I would like to suggest the following next steps:

Keep the current openmrs-module-dataintegrity code as the 3.x branch
Move the MVP code to the HEAD and bump it up to 4.0 taking the code contribution as a a major re-write

Do you have any recommendations/suggestions for the getting the app to work for non-Bahmni installs?

bharatak · August 15, 2016, 9:43am

Hi @ssmusoke, this sounds like a plan. We will send a PR as you mentioned. There is no dependency on Bahmni for this OMOD to work.

As mentioned in previous message, the front end is dependent on the bahmni codebase. I want to separate it out of it using openmrs OWA feature. We can have it as part of the same codebase so that the UI and Backend are at one place. This might need some work.
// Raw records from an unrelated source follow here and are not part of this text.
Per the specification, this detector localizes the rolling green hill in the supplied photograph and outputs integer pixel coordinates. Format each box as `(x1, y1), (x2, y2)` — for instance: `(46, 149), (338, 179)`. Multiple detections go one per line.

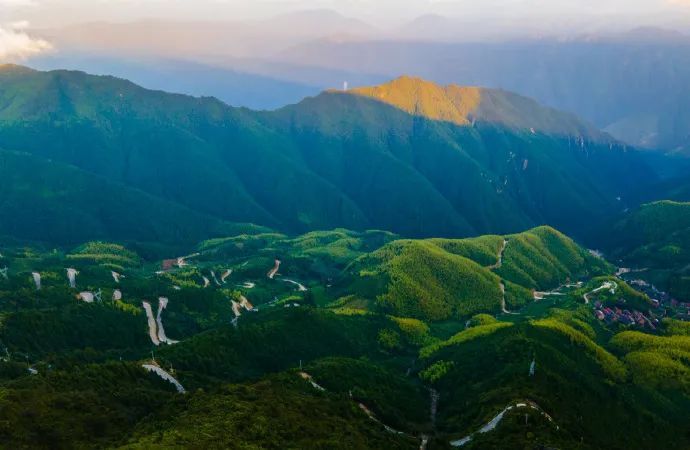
(341, 226), (611, 321)
(0, 65), (656, 243)
(0, 226), (688, 449)
(422, 310), (690, 450)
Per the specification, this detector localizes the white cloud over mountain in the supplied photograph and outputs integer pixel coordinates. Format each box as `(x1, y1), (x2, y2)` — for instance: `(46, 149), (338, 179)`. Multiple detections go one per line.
(0, 21), (52, 61)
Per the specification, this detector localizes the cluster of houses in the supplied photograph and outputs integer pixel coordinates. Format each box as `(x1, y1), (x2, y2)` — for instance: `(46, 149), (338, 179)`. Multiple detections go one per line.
(593, 277), (690, 329)
(628, 278), (690, 319)
(593, 301), (658, 330)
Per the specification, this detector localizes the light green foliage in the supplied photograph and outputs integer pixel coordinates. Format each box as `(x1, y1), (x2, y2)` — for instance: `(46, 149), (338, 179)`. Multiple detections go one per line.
(68, 241), (141, 269)
(391, 317), (432, 346)
(287, 229), (396, 265)
(532, 318), (626, 381)
(610, 331), (690, 354)
(548, 308), (597, 340)
(197, 232), (286, 259)
(378, 328), (403, 351)
(623, 351), (690, 394)
(611, 331), (690, 394)
(664, 318), (690, 336)
(420, 360), (455, 383)
(420, 322), (514, 358)
(0, 226), (689, 449)
(468, 314), (498, 326)
(428, 235), (504, 267)
(372, 240), (502, 321)
(503, 280), (533, 309)
(497, 226), (611, 289)
(348, 226), (605, 321)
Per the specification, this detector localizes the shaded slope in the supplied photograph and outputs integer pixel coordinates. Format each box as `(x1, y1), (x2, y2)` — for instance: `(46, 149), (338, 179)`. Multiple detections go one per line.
(0, 150), (230, 245)
(608, 201), (690, 299)
(0, 66), (656, 241)
(0, 65), (369, 235)
(271, 87), (651, 237)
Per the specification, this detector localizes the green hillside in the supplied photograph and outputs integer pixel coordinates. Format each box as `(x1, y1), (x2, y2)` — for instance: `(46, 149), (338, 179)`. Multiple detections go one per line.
(608, 201), (690, 300)
(1, 64), (688, 450)
(0, 226), (688, 449)
(422, 309), (690, 450)
(0, 149), (231, 247)
(342, 226), (611, 321)
(0, 65), (656, 243)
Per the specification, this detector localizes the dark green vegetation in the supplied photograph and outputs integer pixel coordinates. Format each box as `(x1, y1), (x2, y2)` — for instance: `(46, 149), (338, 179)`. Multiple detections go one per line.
(608, 200), (690, 300)
(0, 65), (656, 245)
(423, 308), (690, 450)
(2, 65), (689, 449)
(1, 224), (688, 449)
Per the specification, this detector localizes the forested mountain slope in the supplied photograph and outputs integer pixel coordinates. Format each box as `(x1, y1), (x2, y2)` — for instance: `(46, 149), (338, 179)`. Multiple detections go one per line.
(0, 149), (232, 245)
(0, 65), (655, 243)
(340, 226), (610, 321)
(608, 201), (690, 300)
(0, 225), (687, 449)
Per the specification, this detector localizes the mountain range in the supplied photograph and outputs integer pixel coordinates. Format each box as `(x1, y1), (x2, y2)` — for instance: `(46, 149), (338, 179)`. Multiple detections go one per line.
(31, 19), (690, 153)
(4, 4), (690, 448)
(0, 65), (656, 246)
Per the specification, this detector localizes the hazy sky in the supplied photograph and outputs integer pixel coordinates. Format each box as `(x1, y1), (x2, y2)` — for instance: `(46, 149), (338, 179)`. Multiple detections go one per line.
(1, 0), (690, 60)
(2, 0), (690, 27)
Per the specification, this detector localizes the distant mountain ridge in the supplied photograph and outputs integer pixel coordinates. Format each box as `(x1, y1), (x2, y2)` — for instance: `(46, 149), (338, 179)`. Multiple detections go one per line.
(346, 76), (608, 139)
(0, 65), (655, 244)
(277, 37), (690, 154)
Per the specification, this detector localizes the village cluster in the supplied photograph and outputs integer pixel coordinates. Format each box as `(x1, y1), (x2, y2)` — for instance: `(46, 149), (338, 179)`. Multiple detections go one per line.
(592, 277), (690, 330)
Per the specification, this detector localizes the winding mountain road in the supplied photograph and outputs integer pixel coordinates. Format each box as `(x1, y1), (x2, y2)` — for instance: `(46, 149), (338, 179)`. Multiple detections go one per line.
(488, 240), (517, 314)
(583, 281), (616, 304)
(499, 282), (518, 315)
(489, 239), (508, 270)
(142, 364), (185, 393)
(450, 400), (557, 447)
(142, 301), (160, 346)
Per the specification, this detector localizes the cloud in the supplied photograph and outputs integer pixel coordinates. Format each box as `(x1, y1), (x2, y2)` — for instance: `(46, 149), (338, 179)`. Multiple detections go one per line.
(0, 0), (39, 6)
(0, 22), (52, 61)
(10, 20), (31, 30)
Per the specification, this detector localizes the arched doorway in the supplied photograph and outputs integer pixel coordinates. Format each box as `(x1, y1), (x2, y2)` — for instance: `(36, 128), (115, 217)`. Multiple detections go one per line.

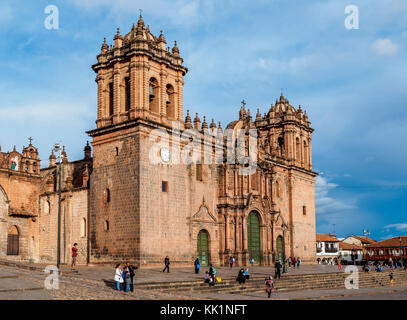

What is your opinion?

ssmusoke · August 15, 2016, 9:46am

@bharatak Awesome, the dependency is in the config.xml which requires the module org.bahmni.module.bahmnicore https://github.com/Bahmni/openmrs-module-bahmnidataintegrity/blob/cf723374905097785420c9fd2bb66ccf1365e104/bahmni-dataintegrity-omod/src/main/resources/config.xml#L19

bharatak · August 15, 2016, 9:54am

Yeah… that’s not required… We will be removing it.